When they reached the middle of the compound, which they seemed to do at exactly the same moment, the monks began walking in single file around the church. To start with they went slowly and sedately, but they gradually increased their pace until they were running as hard as they could. Then the company began to diminish, disappearing from my view and re-emerging each time one less in number until, finally, no one reappeared at all. I moved towards the church, floating weightlessly across the marshy ground, and as I did so the building grew transparent, allowing me to see through it to the other side where the monks stood in a long, straight line …

I was awake again without any sensation of arousal; no start, no snort, only a smooth re-entry into my own world and time. And yet surely there had been some slight noise which had penetrated my consciousness. I turned my head on the pillow and glanced towards the door. Someone had lifted the latch and was slowly, cautiously pushing it open.

Chapter Sixteen

I knew what I should do. I should slip quietly off the bed and stand behind the door, ready to pounce on the intruder. But I was still in a semi-trance-like state and my limbs refused to obey me. Moreover I felt no apprehension, no sense of danger, only an urgent desire to sleep until cock crow and maybe even longer.

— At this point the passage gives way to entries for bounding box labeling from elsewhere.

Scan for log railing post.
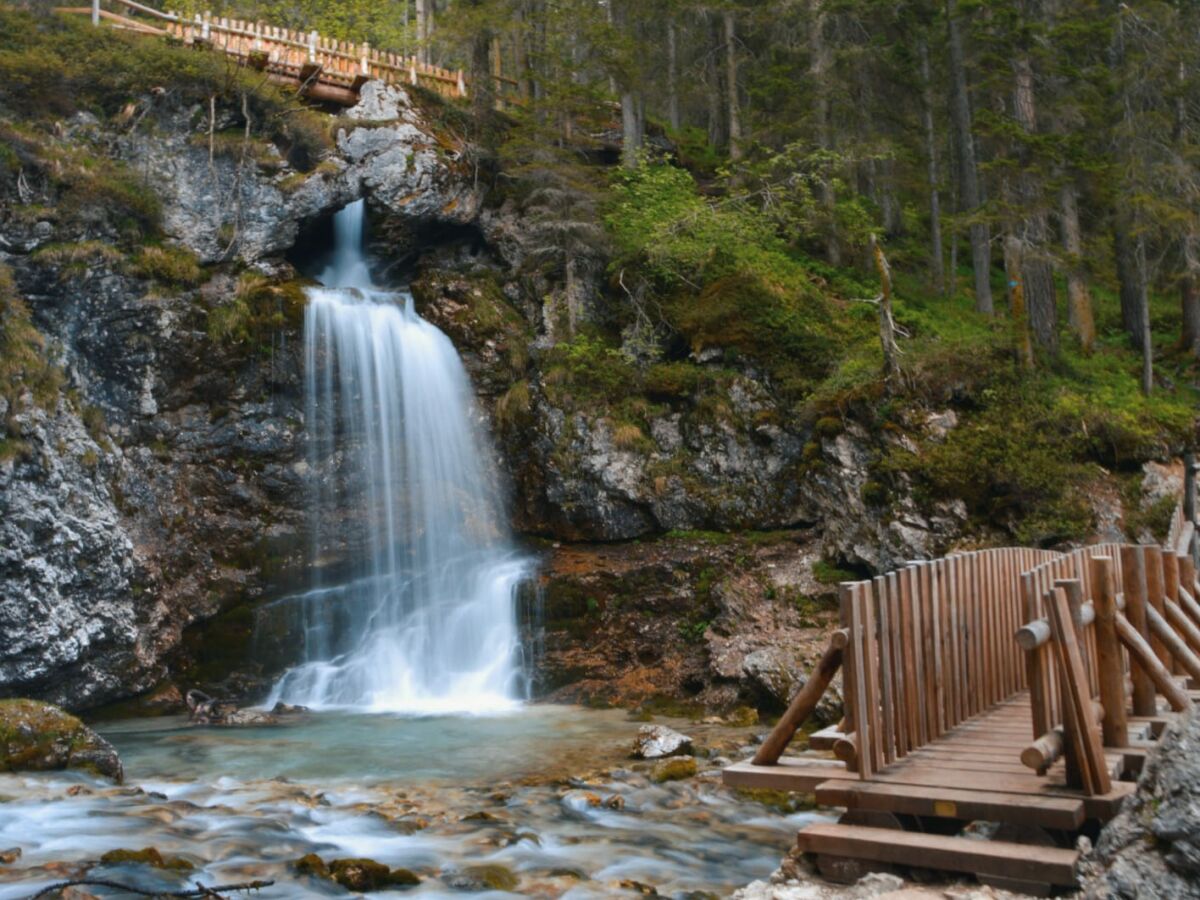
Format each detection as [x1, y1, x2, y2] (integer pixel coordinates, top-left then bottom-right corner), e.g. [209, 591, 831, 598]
[1091, 557, 1129, 746]
[754, 629, 850, 766]
[1121, 546, 1158, 715]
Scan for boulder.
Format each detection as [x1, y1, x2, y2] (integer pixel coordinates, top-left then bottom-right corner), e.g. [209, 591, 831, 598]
[329, 859, 421, 892]
[446, 863, 521, 890]
[632, 725, 692, 760]
[0, 700, 125, 784]
[1081, 712, 1200, 900]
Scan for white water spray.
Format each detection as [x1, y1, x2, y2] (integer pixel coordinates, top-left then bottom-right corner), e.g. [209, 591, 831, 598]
[268, 200, 528, 713]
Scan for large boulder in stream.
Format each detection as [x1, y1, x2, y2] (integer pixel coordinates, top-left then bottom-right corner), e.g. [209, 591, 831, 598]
[632, 725, 692, 760]
[1082, 712, 1200, 900]
[0, 700, 125, 784]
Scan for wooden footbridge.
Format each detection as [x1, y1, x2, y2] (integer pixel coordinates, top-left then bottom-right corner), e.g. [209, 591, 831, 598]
[725, 467, 1200, 893]
[56, 0, 516, 106]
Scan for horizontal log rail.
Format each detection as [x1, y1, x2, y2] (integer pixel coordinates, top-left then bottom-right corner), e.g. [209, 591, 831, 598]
[752, 480, 1200, 794]
[55, 0, 518, 106]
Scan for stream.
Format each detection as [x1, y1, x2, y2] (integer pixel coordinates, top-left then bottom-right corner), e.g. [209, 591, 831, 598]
[0, 706, 817, 900]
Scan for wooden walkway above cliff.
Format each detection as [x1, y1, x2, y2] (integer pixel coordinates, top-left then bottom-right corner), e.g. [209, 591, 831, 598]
[725, 472, 1200, 893]
[56, 0, 515, 106]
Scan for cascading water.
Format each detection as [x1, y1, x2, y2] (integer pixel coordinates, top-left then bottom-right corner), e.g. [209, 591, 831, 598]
[268, 200, 528, 713]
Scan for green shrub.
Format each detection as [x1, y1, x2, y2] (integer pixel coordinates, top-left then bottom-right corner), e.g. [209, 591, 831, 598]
[132, 245, 205, 288]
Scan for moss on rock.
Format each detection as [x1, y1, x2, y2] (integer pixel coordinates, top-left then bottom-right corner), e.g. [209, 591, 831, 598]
[0, 700, 124, 784]
[100, 847, 196, 872]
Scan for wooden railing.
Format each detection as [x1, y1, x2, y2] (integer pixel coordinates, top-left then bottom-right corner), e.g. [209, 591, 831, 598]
[56, 0, 515, 104]
[835, 547, 1058, 779]
[754, 467, 1200, 794]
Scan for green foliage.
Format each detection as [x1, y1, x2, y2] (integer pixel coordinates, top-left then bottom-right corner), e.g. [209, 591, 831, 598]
[0, 265, 64, 432]
[131, 245, 206, 288]
[544, 334, 637, 402]
[208, 272, 306, 349]
[0, 10, 331, 170]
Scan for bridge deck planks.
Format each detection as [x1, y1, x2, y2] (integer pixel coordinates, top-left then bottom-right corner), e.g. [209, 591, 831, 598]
[797, 824, 1079, 887]
[725, 694, 1138, 828]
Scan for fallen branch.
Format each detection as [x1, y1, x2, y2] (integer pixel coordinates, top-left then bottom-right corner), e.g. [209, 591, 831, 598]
[29, 878, 275, 900]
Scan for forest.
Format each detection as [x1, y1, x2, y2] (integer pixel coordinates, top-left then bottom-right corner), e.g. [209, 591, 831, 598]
[164, 0, 1200, 376]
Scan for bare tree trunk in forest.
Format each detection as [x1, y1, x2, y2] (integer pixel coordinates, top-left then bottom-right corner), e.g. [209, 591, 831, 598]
[1061, 184, 1096, 353]
[724, 10, 742, 162]
[919, 37, 946, 294]
[1004, 234, 1033, 368]
[704, 13, 726, 148]
[870, 234, 900, 380]
[1112, 216, 1154, 394]
[620, 89, 642, 169]
[667, 22, 683, 133]
[1180, 232, 1200, 356]
[416, 0, 433, 65]
[809, 0, 841, 265]
[946, 0, 995, 316]
[1013, 54, 1058, 353]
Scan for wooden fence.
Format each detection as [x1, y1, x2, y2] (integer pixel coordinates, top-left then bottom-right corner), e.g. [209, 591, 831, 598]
[56, 0, 516, 106]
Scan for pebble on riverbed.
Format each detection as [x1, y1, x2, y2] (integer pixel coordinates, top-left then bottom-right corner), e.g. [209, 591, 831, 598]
[292, 853, 421, 890]
[650, 756, 700, 784]
[632, 725, 692, 760]
[100, 847, 196, 872]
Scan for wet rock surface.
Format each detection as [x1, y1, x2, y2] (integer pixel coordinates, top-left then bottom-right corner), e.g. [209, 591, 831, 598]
[631, 725, 694, 760]
[1084, 712, 1200, 900]
[0, 700, 124, 784]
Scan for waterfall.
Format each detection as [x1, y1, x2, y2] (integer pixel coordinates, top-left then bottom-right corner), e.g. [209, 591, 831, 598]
[268, 200, 529, 713]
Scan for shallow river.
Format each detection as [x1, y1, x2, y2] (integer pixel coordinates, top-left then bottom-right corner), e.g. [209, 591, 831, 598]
[0, 706, 830, 900]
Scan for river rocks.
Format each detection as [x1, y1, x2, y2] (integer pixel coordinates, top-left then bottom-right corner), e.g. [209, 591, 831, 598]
[100, 847, 196, 872]
[444, 863, 521, 890]
[0, 700, 124, 784]
[631, 725, 694, 760]
[292, 853, 421, 892]
[187, 690, 288, 727]
[1084, 712, 1200, 900]
[650, 756, 700, 784]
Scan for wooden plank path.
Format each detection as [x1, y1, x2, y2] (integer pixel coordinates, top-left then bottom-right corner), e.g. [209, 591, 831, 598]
[55, 0, 516, 106]
[725, 466, 1200, 893]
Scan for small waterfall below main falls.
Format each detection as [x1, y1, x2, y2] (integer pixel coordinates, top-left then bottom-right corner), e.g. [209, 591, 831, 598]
[268, 200, 529, 713]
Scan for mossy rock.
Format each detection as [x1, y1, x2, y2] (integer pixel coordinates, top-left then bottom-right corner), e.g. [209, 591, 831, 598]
[455, 863, 521, 890]
[650, 756, 700, 784]
[0, 700, 124, 784]
[328, 853, 421, 892]
[100, 847, 196, 872]
[292, 853, 329, 878]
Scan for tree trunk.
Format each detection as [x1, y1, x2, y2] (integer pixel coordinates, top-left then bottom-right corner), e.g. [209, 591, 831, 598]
[870, 234, 900, 382]
[809, 0, 841, 265]
[667, 22, 682, 133]
[1013, 54, 1058, 353]
[1061, 184, 1096, 353]
[1180, 232, 1200, 356]
[724, 10, 742, 162]
[620, 90, 642, 169]
[946, 0, 995, 316]
[919, 37, 946, 294]
[704, 13, 726, 149]
[1004, 234, 1033, 368]
[1112, 216, 1154, 394]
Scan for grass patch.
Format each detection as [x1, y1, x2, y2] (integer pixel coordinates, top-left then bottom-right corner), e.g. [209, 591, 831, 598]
[131, 245, 205, 288]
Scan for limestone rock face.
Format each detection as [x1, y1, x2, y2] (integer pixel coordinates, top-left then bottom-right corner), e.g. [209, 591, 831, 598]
[120, 83, 480, 263]
[0, 700, 124, 784]
[1084, 713, 1200, 900]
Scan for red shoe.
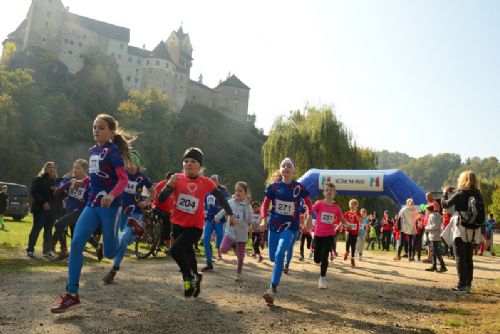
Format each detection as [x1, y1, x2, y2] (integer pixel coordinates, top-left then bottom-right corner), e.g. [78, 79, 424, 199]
[50, 293, 81, 313]
[127, 217, 144, 237]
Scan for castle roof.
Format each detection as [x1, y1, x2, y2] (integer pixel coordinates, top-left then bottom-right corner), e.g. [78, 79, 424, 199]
[128, 45, 151, 58]
[151, 41, 173, 63]
[217, 74, 250, 89]
[189, 80, 213, 91]
[68, 13, 130, 43]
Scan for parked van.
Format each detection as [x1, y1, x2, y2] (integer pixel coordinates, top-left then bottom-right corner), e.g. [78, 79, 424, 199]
[0, 182, 30, 220]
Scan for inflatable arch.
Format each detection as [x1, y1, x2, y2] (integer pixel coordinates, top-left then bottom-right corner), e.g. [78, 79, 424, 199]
[298, 169, 427, 206]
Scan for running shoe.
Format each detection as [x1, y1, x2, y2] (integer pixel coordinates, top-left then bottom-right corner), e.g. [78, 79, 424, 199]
[95, 242, 104, 262]
[201, 264, 214, 272]
[102, 269, 116, 284]
[318, 276, 327, 289]
[193, 273, 203, 297]
[50, 293, 81, 313]
[184, 278, 194, 298]
[262, 288, 276, 305]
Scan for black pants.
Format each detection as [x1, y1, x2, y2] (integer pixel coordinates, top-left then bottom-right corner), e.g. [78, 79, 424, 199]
[314, 236, 333, 277]
[454, 238, 474, 288]
[252, 232, 262, 255]
[300, 233, 312, 257]
[413, 234, 422, 259]
[431, 241, 446, 268]
[382, 230, 391, 251]
[398, 232, 415, 259]
[170, 224, 203, 279]
[26, 210, 56, 253]
[345, 234, 358, 259]
[154, 208, 172, 243]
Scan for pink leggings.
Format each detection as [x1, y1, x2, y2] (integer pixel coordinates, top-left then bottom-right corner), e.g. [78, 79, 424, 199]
[220, 235, 247, 274]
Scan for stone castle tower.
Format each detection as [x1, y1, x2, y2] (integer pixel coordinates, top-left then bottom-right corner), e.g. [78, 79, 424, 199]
[3, 0, 250, 121]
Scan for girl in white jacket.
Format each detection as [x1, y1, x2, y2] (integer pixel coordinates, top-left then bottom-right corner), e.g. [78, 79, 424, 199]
[214, 181, 252, 281]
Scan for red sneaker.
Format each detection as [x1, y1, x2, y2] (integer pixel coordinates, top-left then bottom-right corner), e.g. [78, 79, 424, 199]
[50, 293, 81, 313]
[127, 217, 144, 237]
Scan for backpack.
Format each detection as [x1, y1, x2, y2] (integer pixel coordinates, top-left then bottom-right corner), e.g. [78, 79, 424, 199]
[458, 196, 486, 229]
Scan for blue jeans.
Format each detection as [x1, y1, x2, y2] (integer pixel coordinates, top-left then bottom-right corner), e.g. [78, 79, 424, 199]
[66, 206, 121, 293]
[203, 219, 224, 265]
[113, 213, 142, 269]
[268, 229, 295, 286]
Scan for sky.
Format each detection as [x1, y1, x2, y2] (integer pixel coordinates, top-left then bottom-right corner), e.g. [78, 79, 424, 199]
[0, 0, 500, 159]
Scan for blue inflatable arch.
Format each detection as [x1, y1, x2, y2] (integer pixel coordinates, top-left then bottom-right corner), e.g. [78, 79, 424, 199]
[298, 169, 427, 206]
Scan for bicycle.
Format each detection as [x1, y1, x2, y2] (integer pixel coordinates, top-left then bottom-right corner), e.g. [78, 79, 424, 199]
[135, 208, 163, 259]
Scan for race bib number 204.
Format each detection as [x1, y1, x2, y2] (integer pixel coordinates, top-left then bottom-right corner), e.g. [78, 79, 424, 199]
[176, 194, 199, 214]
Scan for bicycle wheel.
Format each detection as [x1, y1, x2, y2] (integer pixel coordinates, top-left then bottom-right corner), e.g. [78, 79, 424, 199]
[135, 218, 159, 259]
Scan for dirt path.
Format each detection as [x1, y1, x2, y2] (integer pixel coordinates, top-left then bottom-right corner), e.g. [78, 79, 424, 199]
[0, 244, 500, 334]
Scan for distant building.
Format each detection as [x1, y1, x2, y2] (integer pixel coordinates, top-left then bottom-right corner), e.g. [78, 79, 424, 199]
[3, 0, 250, 121]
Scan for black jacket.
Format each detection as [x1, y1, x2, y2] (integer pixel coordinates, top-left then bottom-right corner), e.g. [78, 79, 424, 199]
[31, 174, 55, 213]
[441, 189, 483, 211]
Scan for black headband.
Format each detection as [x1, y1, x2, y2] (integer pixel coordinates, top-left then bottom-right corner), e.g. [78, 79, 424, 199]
[183, 149, 203, 166]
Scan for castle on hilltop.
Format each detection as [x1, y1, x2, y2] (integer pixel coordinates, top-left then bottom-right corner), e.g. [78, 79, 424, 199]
[3, 0, 250, 121]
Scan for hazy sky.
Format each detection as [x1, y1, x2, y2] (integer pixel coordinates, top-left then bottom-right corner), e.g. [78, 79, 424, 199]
[0, 0, 500, 158]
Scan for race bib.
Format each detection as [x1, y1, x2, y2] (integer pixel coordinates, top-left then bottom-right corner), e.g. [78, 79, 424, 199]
[274, 199, 295, 216]
[321, 212, 335, 224]
[89, 155, 99, 174]
[125, 181, 137, 195]
[176, 194, 199, 215]
[68, 187, 85, 201]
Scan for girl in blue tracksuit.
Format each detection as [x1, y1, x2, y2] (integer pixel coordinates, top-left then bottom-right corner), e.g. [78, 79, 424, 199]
[51, 114, 135, 313]
[102, 151, 156, 284]
[201, 174, 231, 271]
[261, 158, 312, 305]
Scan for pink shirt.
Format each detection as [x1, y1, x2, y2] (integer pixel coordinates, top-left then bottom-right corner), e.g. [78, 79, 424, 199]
[312, 200, 343, 237]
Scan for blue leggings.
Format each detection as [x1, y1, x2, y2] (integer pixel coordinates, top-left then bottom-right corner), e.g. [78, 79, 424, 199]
[285, 230, 299, 268]
[268, 229, 295, 286]
[113, 213, 142, 269]
[203, 219, 224, 265]
[66, 206, 119, 293]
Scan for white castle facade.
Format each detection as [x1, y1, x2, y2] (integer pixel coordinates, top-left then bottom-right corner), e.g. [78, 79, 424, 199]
[3, 0, 250, 121]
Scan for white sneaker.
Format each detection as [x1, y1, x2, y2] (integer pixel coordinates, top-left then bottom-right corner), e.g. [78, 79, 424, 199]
[318, 276, 327, 289]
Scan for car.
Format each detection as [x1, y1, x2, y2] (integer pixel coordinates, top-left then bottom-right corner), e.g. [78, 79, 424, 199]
[0, 182, 30, 220]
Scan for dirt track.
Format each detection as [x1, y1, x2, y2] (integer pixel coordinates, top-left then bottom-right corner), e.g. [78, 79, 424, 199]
[0, 244, 500, 334]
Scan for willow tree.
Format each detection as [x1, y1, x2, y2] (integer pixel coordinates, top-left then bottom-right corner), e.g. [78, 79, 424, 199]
[262, 106, 376, 181]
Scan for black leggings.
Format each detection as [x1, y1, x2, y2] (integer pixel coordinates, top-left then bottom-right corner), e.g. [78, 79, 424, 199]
[252, 232, 262, 255]
[170, 224, 203, 279]
[314, 236, 333, 277]
[345, 234, 358, 259]
[300, 233, 312, 257]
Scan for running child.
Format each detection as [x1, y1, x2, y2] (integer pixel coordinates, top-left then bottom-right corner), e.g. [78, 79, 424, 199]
[261, 158, 312, 305]
[251, 201, 264, 262]
[102, 151, 156, 284]
[344, 199, 363, 267]
[51, 114, 135, 313]
[158, 147, 236, 297]
[312, 183, 346, 289]
[214, 181, 252, 282]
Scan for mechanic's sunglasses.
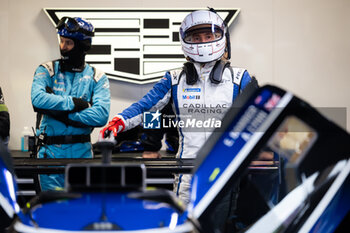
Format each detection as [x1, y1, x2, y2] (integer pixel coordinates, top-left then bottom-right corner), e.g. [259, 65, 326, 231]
[56, 16, 95, 36]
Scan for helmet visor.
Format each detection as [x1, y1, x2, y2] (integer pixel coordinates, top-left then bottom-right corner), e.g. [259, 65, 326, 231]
[182, 24, 224, 44]
[56, 17, 94, 36]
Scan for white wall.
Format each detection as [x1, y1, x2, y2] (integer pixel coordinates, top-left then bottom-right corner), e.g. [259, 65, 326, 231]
[0, 0, 350, 149]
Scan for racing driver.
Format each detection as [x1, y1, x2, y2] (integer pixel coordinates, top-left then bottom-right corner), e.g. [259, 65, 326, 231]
[31, 17, 110, 190]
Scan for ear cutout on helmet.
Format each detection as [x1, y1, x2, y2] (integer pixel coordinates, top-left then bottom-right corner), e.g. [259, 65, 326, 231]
[209, 60, 230, 84]
[182, 62, 198, 85]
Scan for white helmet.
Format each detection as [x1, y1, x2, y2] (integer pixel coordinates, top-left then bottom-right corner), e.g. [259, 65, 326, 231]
[180, 10, 227, 62]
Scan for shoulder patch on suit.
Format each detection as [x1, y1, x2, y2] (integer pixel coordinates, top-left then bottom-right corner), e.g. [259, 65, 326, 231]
[41, 61, 55, 77]
[170, 69, 183, 85]
[92, 67, 105, 82]
[232, 67, 246, 85]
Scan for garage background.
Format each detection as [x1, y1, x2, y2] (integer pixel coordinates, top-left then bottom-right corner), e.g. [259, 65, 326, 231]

I was bone-weary, as though my vision had sapped all my strength.

In these circumstances, perhaps it was just as well that my nocturnal visitor was only Cicely.

But as the slim figure in the long linen shift closed the door softly behind her I was jolted into wakefulness, both mind and body suddenly alert and wary. I sat up abruptly, swinging my legs off the bed and planting my feet firmly on the floor. History was repeating itself. In just such a surreptitious manner Lillis had crept into my bed in the middle of the night, which was how I had become a reluctant husband (and so I might still have been had she not died in childbirth). When I married for a second time I was determined that it should be my own choice and not because, yet again, my hand had been forced.

‘What are you doing here?’ I hissed at her. ‘Go back to your room at once!’

Cicely ignored this and perched beside me on the edge of the bed. ‘I’ve told you before,’ she said, ‘but I don’t mind telling you again: I wasn’t in love with Peter.’

I noticed that on this occasion she had used the past tense, seeming to have no doubt now that her cousin was dead.

‘And I’ve told you before,’ I retorted, ‘that you’re not in love with me either, any more than I am with you. And for both our sakes, keep your voice down! Do you want to be discovered by your aunt?’